Après diverses entreprises d'escalade par les trous dans le plafond, après avoir manqué de me tordre, moi aussi, une cheville sur une armature de métal hérissée d'un bloc de béton brisé et failli passer à travers un plancher friable, je débouche sur ce qui devait avoir été un bureau.

Curieux, je passe mon doigt sur la surface de la table. Il y en a au moins pour cinq centimètres de poussière. L'ampoule a grillé dans le luminaire, alors je commence à feuilleter sommairement l'énorme liasse de paperasse gisante sur le bureau. Bilans financiers, factures, commandes... Absolument rien qui puisse être digne d'intérêt.

J'allais m'en aller quand je sens quelque chose bloquer mon pied : un câble. Branché depuis une prise secteur jusque sous la pile de papiers. Je la déplace sans ménagement et y découvre bien à l'abri en dessous un magnifique écran en parfait état. Plus fin qu'un doigt et large comme deux mains, j'hésite quant à la manière de le tenir convenablement. Je souffle dessus et passe la pulpe de mon pouce sur l'inscription noire métallisée et légèrement en relief de la marque : Blackpad.

J'avais déjà vu ces choses-là. Complètement obsolètes, car la batterie ne fonctionne jamais. Sauf que, cette fois, une petite diode rouge attire mon attention. De mes doigts tremblants de fébrilité, je tâte l'objet par tous les côtés pour trouver un moyen de l'allumer. D'un seul coup, l'écran s'illumine d'une puissance qui terrasse l'obscurité. Sous le coup de la surprise, je manque d'envoyer la fragile relique se fracasser par terre.

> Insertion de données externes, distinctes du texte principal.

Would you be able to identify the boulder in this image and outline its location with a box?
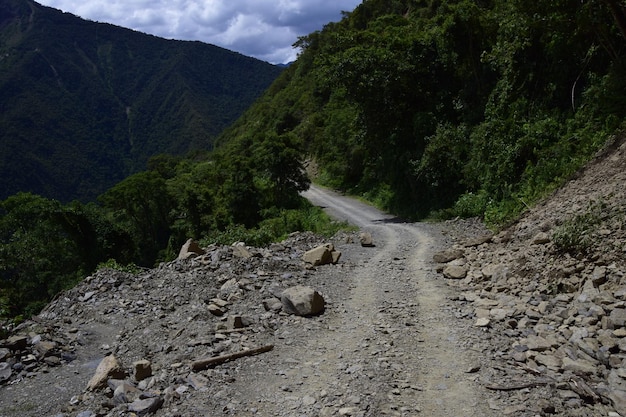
[303,243,341,266]
[233,243,252,259]
[280,285,325,316]
[443,265,467,279]
[133,359,152,381]
[533,232,550,245]
[87,355,124,391]
[178,239,205,259]
[433,249,463,264]
[0,362,12,383]
[128,397,163,416]
[359,232,376,248]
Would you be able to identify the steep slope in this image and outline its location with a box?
[220,0,626,221]
[0,135,626,417]
[0,0,281,201]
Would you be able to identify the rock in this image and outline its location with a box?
[87,355,124,391]
[0,335,28,350]
[433,249,463,264]
[526,335,554,352]
[443,265,467,279]
[303,243,341,267]
[465,233,493,248]
[133,359,152,381]
[0,362,13,383]
[563,356,598,375]
[609,390,626,410]
[359,232,376,248]
[177,239,205,259]
[474,317,491,327]
[226,316,245,330]
[591,266,606,287]
[263,298,283,312]
[280,285,325,316]
[128,397,163,416]
[207,303,226,317]
[233,244,252,259]
[34,341,57,358]
[609,308,626,328]
[109,381,141,405]
[532,232,550,245]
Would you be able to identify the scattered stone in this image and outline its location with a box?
[177,239,205,260]
[87,355,124,391]
[128,397,163,416]
[474,317,491,327]
[133,359,152,381]
[281,285,325,316]
[433,249,463,264]
[233,244,252,259]
[0,362,13,383]
[303,243,341,267]
[359,232,376,248]
[443,265,467,279]
[532,232,550,245]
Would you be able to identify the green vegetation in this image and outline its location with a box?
[0,0,282,202]
[0,0,626,322]
[220,0,626,227]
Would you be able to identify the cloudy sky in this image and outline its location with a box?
[38,0,361,63]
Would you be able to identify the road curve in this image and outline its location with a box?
[304,186,495,417]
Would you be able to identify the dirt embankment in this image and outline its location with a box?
[0,135,626,417]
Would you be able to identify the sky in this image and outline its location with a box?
[38,0,361,64]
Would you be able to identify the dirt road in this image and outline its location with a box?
[222,187,495,417]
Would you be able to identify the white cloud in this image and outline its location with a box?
[40,0,361,63]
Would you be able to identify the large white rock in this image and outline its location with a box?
[303,243,341,266]
[280,285,325,316]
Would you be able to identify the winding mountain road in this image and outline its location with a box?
[292,186,493,417]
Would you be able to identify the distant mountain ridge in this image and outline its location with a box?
[0,0,282,201]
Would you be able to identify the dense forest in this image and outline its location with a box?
[0,0,626,315]
[222,0,626,224]
[0,0,282,202]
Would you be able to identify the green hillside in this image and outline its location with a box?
[220,0,626,223]
[0,0,626,318]
[0,0,282,201]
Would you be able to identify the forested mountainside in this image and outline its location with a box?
[0,0,282,201]
[0,0,626,317]
[220,0,626,224]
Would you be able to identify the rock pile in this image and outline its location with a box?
[435,136,626,416]
[0,233,340,417]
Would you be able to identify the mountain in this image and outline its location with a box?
[0,0,282,201]
[218,0,626,221]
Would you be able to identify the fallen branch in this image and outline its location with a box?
[191,345,274,371]
[215,327,251,334]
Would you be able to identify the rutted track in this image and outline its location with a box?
[224,188,495,417]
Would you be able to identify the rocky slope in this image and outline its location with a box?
[0,134,626,417]
[437,135,626,416]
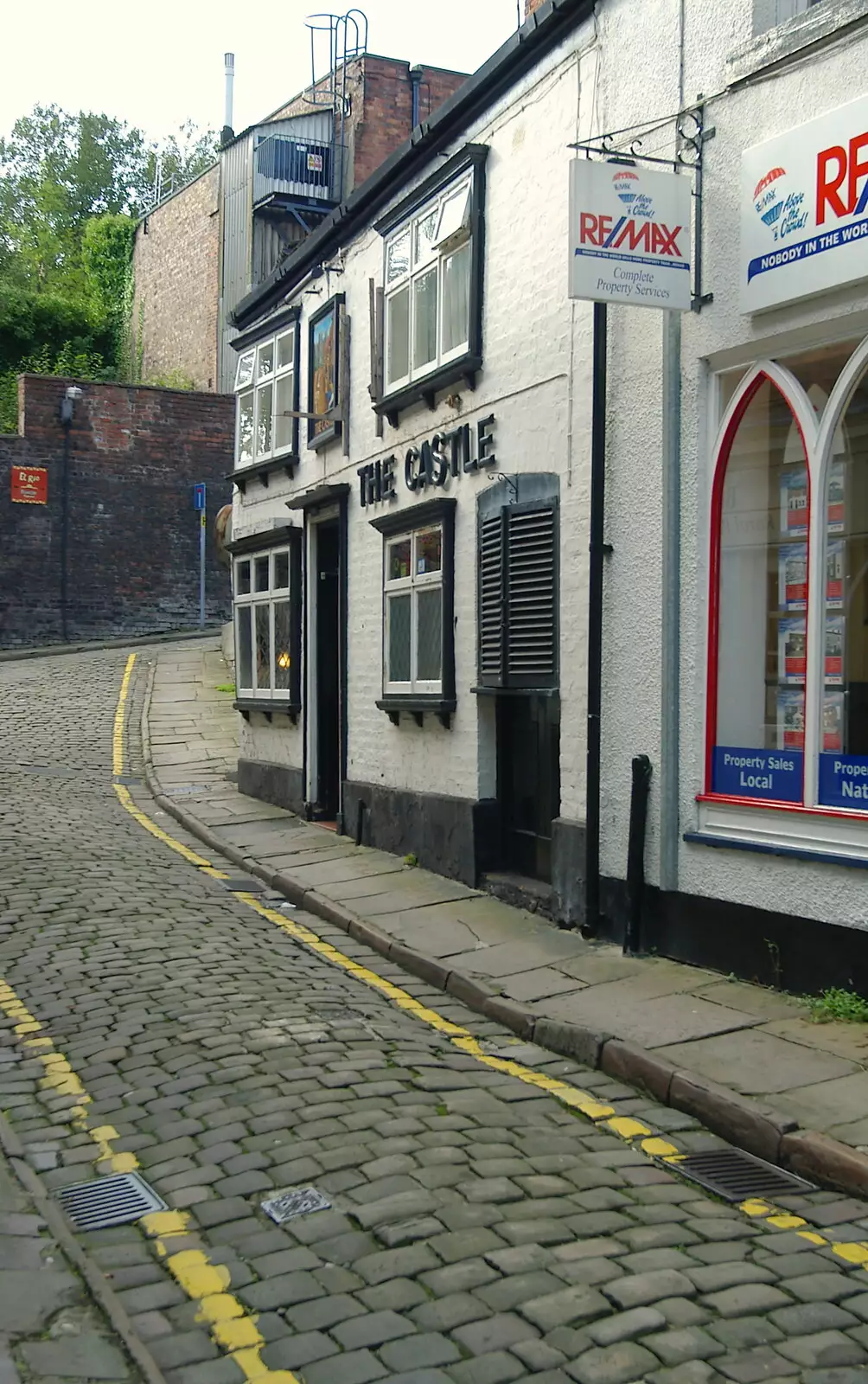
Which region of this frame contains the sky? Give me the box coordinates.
[0,0,524,138]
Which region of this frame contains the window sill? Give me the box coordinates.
[377,694,456,731]
[226,452,298,496]
[727,0,868,86]
[373,354,481,427]
[233,696,302,725]
[684,796,868,868]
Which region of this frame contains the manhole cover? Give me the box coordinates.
[667,1149,817,1201]
[60,1172,166,1230]
[261,1188,332,1225]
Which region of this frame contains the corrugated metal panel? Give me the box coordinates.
[220,134,253,393]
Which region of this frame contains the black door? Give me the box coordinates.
[316,519,340,821]
[498,692,561,881]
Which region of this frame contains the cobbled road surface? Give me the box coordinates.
[0,650,868,1384]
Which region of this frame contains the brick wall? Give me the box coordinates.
[131,164,220,390]
[0,375,233,648]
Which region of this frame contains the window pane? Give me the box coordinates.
[416,584,443,682]
[413,208,437,265]
[256,342,274,379]
[386,226,411,286]
[413,268,437,369]
[278,330,296,369]
[434,183,470,245]
[388,591,412,682]
[256,385,274,457]
[253,605,271,688]
[386,286,411,385]
[274,600,291,692]
[386,538,411,581]
[416,529,443,576]
[818,365,868,811]
[235,350,254,389]
[274,371,296,452]
[238,390,253,466]
[236,606,253,689]
[274,552,289,591]
[441,244,470,356]
[713,381,808,801]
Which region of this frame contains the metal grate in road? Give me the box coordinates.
[667,1149,817,1201]
[58,1172,167,1230]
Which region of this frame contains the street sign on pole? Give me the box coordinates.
[194,482,207,630]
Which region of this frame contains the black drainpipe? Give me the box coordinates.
[411,64,423,134]
[582,303,611,937]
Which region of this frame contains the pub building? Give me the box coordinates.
[225,0,868,991]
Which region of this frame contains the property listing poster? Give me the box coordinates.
[778,542,807,611]
[824,614,845,687]
[776,688,804,750]
[778,614,807,682]
[781,465,807,538]
[825,538,845,611]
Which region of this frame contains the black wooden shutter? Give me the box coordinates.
[478,505,557,688]
[478,509,506,688]
[506,508,557,688]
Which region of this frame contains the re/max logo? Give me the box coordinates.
[579,212,684,259]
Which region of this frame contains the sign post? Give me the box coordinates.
[194,482,207,630]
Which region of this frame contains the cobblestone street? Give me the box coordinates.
[0,650,868,1384]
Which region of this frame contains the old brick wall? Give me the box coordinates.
[131,164,220,390]
[0,375,235,648]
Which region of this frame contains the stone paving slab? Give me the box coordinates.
[141,644,868,1151]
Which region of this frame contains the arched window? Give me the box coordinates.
[708,367,811,803]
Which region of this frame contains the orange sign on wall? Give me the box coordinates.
[12,466,48,505]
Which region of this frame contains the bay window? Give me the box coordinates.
[372,500,455,721]
[704,342,868,836]
[229,528,302,714]
[235,321,298,471]
[374,145,488,415]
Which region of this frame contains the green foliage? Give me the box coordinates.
[808,987,868,1024]
[0,106,217,390]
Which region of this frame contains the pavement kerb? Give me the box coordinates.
[0,1114,166,1384]
[0,625,222,663]
[141,647,868,1195]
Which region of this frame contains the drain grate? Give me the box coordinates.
[261,1188,332,1225]
[667,1149,817,1201]
[60,1172,166,1230]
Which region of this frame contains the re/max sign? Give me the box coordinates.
[579,212,683,259]
[356,413,496,508]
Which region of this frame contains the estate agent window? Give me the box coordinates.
[235,324,298,468]
[233,533,302,711]
[377,145,488,415]
[706,342,868,812]
[372,500,455,715]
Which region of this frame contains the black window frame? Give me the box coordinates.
[226,307,302,496]
[369,496,457,729]
[227,524,303,721]
[473,496,559,696]
[373,144,489,427]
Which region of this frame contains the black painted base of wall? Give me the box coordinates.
[342,780,499,886]
[238,759,304,817]
[600,879,868,995]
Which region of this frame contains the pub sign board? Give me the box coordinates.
[739,97,868,313]
[11,466,48,505]
[570,159,691,311]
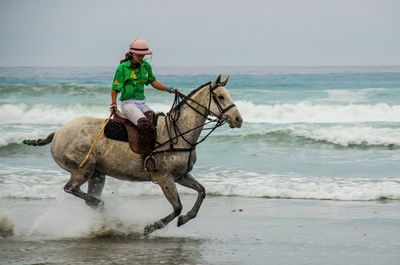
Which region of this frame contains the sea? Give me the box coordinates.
[0,66,400,201]
[0,66,400,265]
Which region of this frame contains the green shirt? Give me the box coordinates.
[112,60,156,101]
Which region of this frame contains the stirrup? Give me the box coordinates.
[143,154,158,171]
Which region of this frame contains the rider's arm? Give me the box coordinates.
[111,89,118,104]
[151,80,174,92]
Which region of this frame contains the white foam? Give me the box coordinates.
[236,101,400,124]
[0,167,400,201]
[290,126,400,146]
[0,103,170,125]
[0,101,400,125]
[327,88,385,102]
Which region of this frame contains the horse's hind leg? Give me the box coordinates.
[88,170,106,199]
[64,169,104,208]
[144,177,182,235]
[177,173,206,226]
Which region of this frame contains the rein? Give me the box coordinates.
[153,83,235,155]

Sur les cristaux liquides s'affiche la photographie d'une bouille d'enfant aux traits asiatiques avec deux couettes surmontées de nœuds roses. Je ne m'ébahis pas devant la mignonnerie de la chose – la gamine est même plutôt laide –, mais davantage sur la capacité d'un si petit gadget à gaspiller tant d'énergie à éclairer une simple image avec une telle résolution. Sur le front de la petite, je remarque une date et une heure : 3 mars 2092, 7 : 15 am. Je ne crois pas qu'elle soit à jour. D'après les données techno-archéologiques, nous nous situons plutôt autour de deux ou trois siècles après l'effondrement. La fourchette est très imprécise.

Puis l'écran s'éteint. Je panique et me remets à le tâtonner. Il se rallume sur la même image. C'est tout ? Je me sens presque trahi. Courroucé, aussi ! Les Anciens ont-ils vraiment gaspillé tant de savoir-faire technique et de matériaux sans doute précieux pour fabriquer un cadre photo-horloge ? Non, il doit y avoir autre chose. Ces objets sont supposés être des mini-ordinateurs. Ne trouvant aucun autre bouton, je finis par faire glisser mes doigts n'importe comment sur la chose. Et, miracle, la photo de petite fille laisse la place à un nouveau menu !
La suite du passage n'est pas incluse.